638(p)(1)(B)) is amended to read as follows:
`(B) the Director of the United States Patent and Trademark Office;
and'.
(6) Section 12 of the Act of February 14, 1903 (15 U.S.C. 1511) is
amended by striking `(d) PATENT AND TRADEMARK OFFICE;' and
redesignating
subsections (a) through (g) as paragraphs (1) through (6), respectively.
(7) Section 19 of the Tennessee Valley Authority Act of 1933 (16 U.S.C.
831r) is amended--
(A) by striking `Patent Office of the United States' and inserting
`United States Patent and Trademark Office'; and
(B) by striking `Commissioner of Patents' and inserting `Director of
the United States Patent and Trademark Office'.
(8) Section 182(b)(2)(A) of the Trade Act of 1974 (19 U.S.C.
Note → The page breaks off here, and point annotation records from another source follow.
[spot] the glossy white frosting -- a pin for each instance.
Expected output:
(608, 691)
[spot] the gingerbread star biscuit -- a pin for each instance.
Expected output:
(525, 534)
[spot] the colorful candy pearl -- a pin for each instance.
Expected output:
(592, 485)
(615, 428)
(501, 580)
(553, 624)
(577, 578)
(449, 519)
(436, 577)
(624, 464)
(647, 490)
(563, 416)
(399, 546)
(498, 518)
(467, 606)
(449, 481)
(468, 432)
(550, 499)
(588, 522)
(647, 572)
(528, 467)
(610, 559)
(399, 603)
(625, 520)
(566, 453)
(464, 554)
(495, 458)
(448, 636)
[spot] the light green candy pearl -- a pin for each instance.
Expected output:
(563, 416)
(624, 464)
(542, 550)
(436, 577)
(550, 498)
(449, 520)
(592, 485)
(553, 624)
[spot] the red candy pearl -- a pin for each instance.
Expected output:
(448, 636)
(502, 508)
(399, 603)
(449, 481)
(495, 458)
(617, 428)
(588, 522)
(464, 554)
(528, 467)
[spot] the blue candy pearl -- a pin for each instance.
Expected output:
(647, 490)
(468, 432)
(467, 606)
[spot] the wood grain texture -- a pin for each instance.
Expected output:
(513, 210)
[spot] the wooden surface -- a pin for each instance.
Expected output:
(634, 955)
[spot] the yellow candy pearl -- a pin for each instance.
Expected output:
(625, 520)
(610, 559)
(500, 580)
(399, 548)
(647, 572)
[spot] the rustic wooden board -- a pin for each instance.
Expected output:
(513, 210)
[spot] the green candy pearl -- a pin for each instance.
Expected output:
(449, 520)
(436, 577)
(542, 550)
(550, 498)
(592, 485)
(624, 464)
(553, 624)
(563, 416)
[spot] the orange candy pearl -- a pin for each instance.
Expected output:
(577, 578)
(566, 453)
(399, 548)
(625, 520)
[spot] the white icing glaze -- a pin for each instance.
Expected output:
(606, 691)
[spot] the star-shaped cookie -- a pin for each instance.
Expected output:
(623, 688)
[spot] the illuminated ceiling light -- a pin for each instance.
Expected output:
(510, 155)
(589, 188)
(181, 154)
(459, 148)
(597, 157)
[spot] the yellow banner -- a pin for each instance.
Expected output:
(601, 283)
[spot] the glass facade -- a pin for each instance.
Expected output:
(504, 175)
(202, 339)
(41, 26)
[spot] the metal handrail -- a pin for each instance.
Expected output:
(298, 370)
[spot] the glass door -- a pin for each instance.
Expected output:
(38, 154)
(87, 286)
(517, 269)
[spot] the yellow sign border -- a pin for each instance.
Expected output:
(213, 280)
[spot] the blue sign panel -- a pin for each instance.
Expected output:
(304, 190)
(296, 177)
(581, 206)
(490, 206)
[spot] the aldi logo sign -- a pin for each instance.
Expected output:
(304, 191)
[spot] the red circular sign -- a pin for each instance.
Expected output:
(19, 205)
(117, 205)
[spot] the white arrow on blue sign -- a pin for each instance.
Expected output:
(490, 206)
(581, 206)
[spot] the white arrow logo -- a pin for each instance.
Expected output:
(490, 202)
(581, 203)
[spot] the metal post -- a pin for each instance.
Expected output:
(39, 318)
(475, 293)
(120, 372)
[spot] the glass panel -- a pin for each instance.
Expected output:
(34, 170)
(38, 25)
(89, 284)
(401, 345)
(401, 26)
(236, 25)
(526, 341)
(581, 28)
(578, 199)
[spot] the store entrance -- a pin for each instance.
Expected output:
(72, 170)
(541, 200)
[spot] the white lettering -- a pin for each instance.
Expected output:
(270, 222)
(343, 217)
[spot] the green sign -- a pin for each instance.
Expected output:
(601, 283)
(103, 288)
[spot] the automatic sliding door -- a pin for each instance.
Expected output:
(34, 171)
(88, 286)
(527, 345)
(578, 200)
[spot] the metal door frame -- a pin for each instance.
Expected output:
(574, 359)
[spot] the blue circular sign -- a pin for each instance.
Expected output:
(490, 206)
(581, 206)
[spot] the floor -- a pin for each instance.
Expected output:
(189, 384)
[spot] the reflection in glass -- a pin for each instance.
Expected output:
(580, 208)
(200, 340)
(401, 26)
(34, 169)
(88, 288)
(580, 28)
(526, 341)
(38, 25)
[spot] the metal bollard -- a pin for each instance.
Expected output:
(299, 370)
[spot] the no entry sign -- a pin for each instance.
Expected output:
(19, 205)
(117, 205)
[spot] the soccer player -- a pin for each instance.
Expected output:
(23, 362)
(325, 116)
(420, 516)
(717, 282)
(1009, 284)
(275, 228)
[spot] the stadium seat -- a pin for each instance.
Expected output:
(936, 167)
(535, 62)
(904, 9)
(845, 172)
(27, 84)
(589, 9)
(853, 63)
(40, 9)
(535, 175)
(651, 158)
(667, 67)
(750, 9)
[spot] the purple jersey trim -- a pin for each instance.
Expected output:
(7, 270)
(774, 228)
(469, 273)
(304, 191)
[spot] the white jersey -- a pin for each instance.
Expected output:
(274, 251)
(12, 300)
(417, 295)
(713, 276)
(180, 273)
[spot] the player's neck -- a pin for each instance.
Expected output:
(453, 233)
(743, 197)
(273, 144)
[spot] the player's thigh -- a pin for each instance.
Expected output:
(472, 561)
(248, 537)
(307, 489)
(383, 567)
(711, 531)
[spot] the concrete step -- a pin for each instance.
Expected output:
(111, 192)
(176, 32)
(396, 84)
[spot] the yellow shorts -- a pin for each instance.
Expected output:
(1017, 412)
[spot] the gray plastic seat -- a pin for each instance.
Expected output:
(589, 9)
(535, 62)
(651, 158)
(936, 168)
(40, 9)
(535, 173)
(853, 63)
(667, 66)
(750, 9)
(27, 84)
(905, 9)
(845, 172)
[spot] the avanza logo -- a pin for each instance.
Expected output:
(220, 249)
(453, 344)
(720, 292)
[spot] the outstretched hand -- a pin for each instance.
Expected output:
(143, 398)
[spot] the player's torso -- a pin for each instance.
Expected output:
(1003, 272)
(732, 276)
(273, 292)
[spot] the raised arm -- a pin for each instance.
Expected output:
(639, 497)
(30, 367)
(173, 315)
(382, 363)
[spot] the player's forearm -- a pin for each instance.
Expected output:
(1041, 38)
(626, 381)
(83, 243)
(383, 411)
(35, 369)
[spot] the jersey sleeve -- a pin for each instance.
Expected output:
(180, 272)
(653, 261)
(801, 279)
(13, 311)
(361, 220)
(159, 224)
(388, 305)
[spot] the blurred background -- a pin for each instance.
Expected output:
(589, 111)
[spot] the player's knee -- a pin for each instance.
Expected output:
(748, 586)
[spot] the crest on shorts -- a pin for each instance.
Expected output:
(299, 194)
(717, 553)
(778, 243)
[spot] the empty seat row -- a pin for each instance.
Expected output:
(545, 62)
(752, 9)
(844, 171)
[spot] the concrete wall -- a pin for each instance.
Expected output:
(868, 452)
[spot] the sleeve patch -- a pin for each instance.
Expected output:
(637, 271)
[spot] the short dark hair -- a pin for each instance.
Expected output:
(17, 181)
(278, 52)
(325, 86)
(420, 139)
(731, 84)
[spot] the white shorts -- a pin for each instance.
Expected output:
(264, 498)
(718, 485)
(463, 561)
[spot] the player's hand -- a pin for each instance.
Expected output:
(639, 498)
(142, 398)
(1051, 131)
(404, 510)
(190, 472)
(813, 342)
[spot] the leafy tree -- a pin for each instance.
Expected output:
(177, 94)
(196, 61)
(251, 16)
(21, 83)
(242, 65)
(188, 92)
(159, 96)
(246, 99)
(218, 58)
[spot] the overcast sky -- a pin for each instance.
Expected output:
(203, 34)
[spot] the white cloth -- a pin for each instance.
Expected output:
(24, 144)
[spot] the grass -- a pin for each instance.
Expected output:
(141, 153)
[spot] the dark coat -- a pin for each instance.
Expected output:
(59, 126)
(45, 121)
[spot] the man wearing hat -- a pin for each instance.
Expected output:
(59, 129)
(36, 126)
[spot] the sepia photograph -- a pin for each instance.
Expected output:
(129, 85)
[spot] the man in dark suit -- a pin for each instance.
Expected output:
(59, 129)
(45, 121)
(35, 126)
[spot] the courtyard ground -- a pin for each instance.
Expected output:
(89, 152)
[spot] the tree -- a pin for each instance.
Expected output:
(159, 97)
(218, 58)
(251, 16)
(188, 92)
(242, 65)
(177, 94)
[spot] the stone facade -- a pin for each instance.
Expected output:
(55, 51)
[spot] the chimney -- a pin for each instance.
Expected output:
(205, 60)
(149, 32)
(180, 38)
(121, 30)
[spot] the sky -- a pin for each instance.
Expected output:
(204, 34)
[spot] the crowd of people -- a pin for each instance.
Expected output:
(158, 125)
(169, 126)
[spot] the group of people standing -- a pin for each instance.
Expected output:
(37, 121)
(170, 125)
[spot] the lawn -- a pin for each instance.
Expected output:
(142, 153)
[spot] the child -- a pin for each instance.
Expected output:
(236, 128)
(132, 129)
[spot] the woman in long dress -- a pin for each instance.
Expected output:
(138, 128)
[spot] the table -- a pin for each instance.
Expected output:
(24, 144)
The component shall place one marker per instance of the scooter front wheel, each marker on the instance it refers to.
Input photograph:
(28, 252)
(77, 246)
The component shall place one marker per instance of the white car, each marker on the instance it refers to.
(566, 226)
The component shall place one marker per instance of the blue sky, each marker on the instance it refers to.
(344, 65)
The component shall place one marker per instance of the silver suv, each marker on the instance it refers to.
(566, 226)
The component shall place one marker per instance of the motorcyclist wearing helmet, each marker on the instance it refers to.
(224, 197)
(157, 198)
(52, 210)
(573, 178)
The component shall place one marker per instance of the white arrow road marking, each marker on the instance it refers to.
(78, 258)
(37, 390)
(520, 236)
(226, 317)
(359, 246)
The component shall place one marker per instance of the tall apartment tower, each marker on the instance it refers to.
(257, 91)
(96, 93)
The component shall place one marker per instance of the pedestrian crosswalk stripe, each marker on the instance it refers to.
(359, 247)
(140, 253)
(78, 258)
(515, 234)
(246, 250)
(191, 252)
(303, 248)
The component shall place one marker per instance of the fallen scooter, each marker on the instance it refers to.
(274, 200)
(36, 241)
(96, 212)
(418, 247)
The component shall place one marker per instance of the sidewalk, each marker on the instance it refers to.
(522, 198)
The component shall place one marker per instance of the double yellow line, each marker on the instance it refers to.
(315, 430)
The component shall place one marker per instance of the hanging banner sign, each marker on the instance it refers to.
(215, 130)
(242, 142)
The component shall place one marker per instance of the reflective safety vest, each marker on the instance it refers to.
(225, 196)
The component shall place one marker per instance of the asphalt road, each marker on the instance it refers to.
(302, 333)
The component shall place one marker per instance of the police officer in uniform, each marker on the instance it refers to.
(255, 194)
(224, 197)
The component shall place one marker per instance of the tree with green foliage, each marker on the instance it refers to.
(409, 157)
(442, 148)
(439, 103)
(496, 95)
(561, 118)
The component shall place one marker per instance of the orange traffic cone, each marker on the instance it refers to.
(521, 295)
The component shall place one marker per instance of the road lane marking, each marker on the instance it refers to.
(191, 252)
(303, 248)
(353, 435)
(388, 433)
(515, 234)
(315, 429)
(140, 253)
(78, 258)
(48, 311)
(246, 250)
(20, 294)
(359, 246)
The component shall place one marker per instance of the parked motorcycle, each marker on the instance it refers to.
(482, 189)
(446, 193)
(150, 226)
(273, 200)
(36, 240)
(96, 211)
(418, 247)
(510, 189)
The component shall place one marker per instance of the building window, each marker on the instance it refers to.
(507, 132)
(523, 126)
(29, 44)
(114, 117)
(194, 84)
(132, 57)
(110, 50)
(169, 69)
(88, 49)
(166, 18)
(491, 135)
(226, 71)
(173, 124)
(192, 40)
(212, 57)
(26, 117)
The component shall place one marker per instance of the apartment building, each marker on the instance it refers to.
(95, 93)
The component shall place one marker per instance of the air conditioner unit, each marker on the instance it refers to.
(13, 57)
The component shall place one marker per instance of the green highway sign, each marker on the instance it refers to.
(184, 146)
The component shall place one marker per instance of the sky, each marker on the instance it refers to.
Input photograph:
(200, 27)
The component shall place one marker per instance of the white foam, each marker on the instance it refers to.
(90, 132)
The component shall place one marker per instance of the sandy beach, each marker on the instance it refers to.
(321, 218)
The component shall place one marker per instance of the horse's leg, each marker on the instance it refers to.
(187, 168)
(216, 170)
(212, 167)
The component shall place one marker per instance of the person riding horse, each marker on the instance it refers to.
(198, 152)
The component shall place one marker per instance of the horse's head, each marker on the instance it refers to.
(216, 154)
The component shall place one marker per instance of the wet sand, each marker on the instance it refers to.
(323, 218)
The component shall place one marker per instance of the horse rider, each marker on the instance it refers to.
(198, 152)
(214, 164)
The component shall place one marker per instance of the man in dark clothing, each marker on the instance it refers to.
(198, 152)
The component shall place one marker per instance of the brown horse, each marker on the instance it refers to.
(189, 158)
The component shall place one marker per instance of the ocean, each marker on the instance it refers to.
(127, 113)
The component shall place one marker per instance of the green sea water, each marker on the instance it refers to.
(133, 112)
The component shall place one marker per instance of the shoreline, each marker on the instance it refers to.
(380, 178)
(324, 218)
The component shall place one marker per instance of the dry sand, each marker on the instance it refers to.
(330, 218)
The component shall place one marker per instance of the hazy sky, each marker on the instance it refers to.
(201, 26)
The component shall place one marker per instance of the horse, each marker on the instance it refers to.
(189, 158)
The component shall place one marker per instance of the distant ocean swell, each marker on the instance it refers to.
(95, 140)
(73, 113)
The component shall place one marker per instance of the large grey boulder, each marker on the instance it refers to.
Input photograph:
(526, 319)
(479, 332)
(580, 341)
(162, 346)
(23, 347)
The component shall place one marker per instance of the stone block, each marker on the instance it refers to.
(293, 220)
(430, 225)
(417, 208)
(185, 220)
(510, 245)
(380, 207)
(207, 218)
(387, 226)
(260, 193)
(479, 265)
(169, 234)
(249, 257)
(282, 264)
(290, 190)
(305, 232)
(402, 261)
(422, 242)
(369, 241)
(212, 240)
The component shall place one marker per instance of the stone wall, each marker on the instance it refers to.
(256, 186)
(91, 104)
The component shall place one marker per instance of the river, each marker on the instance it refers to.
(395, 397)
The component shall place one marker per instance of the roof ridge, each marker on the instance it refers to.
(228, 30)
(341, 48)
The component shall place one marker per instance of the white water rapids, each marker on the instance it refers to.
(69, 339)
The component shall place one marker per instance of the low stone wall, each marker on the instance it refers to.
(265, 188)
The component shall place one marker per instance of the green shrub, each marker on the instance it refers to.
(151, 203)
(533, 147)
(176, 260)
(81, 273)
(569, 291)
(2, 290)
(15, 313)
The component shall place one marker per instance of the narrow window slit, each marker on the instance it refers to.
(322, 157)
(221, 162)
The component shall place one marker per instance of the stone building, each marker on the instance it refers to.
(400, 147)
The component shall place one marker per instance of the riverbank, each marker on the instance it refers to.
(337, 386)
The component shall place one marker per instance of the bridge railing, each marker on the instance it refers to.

2242(b)(2)(A)) is amended by striking `Commissioner of Patents and
Trademarks' and inserting `Director of the United States Patent and
Trademark Office'.
(9) Section 302(b)(2)(D) of the Trade Act of 1974 (19 U.S.C.
2412(b)(2)(D)) is amended by striking `Commissioner of Patents and
Trademarks' and inserting `Director of the United States Patent and
Trademark Office'.
(10) The Act of April 12, 1892 (27 Stat. 395; 20 U.S.C.